Suppose we have a labelling $\ell : V(K_m) \to \{ a, b \}$ and a decomposition of $K_{m}$ into a family $\mathcal{P}$ of Hamiltonian paths. It is clear by counting edges that $p := |\mathcal{P}| = m/2$, so in particular $m$ must be even. Every path $P = v_1 \ldots v_m$ in $K = K_{m}$ has a trace $\ell(v_1) \ldots \ell(v_m) \in \{ a, b \}^m$. We assume that every path in $\mathcal{P}$ has the same trace, which we denote by $T$.

Let $A$ be the set of all vertices that receive label $a$ and $B$ the set of those that receive label $b$. Suppose that neither $A$ nor $B$ is empty. Counting the edges incident to a fixed vertex, it is easy to see that every vertex is the end vertex of precisely one $P \in \mathcal{P}$. In particular, every $P \in \mathcal{P}$ has one end in $A$ and the other in $B$ and $|A| = |B| = p$ (without loss of generality, all paths start in $A$ and end in $B$).
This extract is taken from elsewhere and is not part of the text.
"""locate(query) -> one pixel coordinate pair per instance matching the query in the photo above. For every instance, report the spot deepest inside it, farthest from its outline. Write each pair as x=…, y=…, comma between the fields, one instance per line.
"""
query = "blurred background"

Edited with a simplification:

Every $P \in \mathcal{P}$ has the same number $$ e_A := | \{ 1 \leq i < n : T_i = T_{i+1} = a \} | $$ of edges within $A$. Then, since every edge of $K[A]$ lies in precisely one $P \in \mathcal{P}$, we get $$ p(p-1)/2 = |E(K[A])| = pe_A $$ or $e_A = (p-1)/2$, from which it follows that $p$ must be odd.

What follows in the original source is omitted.